Horns, piano, guitar, and drums are some of the instruments you will hear on the new album Magnetic by Terence Blanchard. How these instruments are being played is what makes this album a true jazz album. At least, what I think of as being real jazz. With the different sounds, mainly though the trumpet and saxophone, give the album its jazz sound. Well, maybe it's the sound, the formatting of the songs, and how the instruments are being played that make it be jazz. Magnetic is the album that I would want to listen to when I want to read or write because it has a thoughtful sound as well as a creative one that kind of feels like it would possibly help with my own thoughts and creativeness.

While listening to this album I had to first get over the fact that there's no vocals on any of the tracks. At first I really didn't like it that much because I was waiting for someone to start singing but no one ever did. Once I listened to Magnetic again with the knowledge that I wasn't going to hear any vocals I was about to focus more on the sounds that where being created for my listening pleasure. Which is what the sounds did, give me a pleasure to listen to. There's a playful sound being used in the way the instruments are played but not a childish. Terence Blanchard plays with a joy of the music he's creating and this pleasure is what gives the songs the playfulness. The songs have quick tempos but the songs don't rush as they are being played. At times the songs have some pauses in them that I wasn't too thrilled with because it felt like it slowed down the feel of the song.

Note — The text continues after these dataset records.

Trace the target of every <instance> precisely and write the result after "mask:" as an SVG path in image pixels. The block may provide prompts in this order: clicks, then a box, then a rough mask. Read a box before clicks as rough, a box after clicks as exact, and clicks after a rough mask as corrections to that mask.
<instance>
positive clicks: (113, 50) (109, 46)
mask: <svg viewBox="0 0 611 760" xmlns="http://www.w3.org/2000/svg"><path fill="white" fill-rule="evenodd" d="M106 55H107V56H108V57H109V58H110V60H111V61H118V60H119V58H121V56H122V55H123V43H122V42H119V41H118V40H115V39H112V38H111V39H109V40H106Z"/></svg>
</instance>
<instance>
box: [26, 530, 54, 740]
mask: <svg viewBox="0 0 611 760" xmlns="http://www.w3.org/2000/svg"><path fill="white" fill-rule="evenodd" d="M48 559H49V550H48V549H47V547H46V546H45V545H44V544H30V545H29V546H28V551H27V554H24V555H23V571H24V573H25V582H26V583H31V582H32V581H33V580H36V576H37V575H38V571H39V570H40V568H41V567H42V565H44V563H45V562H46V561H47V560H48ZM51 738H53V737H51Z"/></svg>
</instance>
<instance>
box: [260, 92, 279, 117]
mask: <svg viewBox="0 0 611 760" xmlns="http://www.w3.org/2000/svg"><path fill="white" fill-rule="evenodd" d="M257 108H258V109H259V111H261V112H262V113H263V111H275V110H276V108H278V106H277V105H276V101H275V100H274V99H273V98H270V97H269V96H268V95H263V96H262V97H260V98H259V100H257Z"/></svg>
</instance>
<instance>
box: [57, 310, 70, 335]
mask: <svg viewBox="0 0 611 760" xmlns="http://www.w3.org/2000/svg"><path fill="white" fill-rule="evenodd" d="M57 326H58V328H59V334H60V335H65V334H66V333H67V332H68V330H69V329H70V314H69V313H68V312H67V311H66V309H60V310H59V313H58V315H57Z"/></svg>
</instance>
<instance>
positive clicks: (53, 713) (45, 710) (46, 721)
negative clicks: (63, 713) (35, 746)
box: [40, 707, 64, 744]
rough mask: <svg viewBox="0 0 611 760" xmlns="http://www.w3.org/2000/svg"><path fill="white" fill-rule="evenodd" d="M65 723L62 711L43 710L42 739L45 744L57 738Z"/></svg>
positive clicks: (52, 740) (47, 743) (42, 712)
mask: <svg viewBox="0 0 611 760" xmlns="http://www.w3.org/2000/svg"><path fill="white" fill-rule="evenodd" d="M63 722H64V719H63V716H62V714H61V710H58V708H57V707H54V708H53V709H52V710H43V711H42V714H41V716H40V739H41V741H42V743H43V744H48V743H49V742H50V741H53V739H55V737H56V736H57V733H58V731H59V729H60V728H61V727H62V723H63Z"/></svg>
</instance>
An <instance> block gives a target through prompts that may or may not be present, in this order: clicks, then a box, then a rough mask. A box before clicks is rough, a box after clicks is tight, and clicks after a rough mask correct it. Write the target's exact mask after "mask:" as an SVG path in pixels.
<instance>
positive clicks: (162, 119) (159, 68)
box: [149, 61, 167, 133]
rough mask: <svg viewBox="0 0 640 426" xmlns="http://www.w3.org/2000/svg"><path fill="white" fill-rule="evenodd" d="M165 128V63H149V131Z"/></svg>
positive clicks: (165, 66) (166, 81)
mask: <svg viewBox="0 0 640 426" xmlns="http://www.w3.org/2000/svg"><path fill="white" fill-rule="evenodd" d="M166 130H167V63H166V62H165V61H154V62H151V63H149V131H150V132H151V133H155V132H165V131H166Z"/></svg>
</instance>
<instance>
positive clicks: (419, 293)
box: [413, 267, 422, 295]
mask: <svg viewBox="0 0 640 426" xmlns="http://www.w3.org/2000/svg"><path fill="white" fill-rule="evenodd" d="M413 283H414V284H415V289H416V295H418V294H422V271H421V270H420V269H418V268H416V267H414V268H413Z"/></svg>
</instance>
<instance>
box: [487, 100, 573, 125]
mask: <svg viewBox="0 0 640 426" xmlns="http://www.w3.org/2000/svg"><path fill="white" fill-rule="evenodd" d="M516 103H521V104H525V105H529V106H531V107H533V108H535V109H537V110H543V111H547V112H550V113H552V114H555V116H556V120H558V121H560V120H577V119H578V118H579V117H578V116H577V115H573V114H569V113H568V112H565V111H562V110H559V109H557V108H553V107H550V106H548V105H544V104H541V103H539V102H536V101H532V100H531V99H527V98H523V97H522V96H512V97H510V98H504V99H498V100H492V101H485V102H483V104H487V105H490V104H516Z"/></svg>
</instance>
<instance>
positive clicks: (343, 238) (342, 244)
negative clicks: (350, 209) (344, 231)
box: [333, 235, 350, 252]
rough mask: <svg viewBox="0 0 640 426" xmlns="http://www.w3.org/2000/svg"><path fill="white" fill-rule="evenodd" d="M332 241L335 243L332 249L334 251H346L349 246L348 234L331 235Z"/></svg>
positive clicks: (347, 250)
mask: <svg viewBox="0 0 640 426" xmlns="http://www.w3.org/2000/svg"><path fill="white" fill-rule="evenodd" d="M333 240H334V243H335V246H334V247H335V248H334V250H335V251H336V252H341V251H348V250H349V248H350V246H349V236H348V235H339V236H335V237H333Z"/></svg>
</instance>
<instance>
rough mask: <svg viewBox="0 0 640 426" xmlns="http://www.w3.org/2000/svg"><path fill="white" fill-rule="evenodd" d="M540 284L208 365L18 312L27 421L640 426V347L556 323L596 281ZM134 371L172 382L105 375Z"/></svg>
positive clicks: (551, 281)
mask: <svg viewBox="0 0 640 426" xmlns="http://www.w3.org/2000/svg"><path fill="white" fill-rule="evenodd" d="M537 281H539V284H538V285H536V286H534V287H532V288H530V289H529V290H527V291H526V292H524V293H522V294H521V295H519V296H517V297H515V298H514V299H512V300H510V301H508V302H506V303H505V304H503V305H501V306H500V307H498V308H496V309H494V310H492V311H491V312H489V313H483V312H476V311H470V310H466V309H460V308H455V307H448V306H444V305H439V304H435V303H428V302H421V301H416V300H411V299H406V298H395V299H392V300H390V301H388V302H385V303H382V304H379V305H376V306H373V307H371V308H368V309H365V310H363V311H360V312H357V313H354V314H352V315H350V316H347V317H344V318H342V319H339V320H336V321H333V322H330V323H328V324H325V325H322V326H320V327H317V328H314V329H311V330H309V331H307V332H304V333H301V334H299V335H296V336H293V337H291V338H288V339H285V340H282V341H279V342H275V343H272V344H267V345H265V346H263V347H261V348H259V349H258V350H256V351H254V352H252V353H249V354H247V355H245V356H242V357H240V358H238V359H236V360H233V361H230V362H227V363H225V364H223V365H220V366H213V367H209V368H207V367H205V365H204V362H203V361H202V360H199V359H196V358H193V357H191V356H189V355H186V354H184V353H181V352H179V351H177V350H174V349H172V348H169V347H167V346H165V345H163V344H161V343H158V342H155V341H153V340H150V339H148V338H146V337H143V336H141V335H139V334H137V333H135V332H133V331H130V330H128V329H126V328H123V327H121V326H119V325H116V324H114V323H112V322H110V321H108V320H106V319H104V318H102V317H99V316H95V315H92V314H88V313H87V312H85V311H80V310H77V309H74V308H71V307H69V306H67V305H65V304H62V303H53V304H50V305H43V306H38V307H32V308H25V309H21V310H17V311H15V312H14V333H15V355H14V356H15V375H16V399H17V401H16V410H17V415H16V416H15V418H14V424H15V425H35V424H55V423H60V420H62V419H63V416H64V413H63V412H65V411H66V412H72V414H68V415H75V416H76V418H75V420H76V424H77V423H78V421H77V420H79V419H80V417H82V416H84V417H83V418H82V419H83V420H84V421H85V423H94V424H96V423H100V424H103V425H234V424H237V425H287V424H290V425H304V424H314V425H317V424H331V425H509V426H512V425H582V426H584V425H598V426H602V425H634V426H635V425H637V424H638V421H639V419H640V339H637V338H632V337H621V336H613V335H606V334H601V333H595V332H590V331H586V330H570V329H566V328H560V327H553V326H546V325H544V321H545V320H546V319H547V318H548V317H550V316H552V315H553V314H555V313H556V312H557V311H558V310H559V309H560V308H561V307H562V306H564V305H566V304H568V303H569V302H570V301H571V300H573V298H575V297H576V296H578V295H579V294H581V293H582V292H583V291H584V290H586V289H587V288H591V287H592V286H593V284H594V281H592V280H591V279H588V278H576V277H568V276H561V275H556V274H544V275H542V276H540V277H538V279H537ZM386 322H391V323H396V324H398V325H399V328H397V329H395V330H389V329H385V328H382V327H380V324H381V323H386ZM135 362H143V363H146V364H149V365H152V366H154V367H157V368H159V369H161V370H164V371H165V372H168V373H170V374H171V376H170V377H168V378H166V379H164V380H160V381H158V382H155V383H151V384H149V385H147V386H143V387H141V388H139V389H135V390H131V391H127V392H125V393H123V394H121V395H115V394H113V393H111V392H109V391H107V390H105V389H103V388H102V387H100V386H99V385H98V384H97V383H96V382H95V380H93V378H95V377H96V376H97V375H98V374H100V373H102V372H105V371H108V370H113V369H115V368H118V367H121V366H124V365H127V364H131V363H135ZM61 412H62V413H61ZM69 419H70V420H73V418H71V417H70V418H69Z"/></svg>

With most of the songs, I wanted to snap my fingers and I even caught myself closing my eyes as I just sat there listening to the music. This is what jazz is to me, snapping fingers and closed eyes as the music washes over me. I'm no expert, not even a good novice, when it comes to knowledge of jazz music so I have to go on what I know, the emotions that the songs pull out of me. In this case it had me in the moment of the song, focused on the sounds that I was hearing, and I enjoyed that. It sounds like that Terence Blanchard wanted to try different ways to play the songs and instruments in the songs. This is what I liked about the songs, they were different, as much so as jazz can be when it's being dominated by the horns, but I liked it. Before I realized it the whole album had played, an hour had passed, and I was starting the album over again for another round of listening.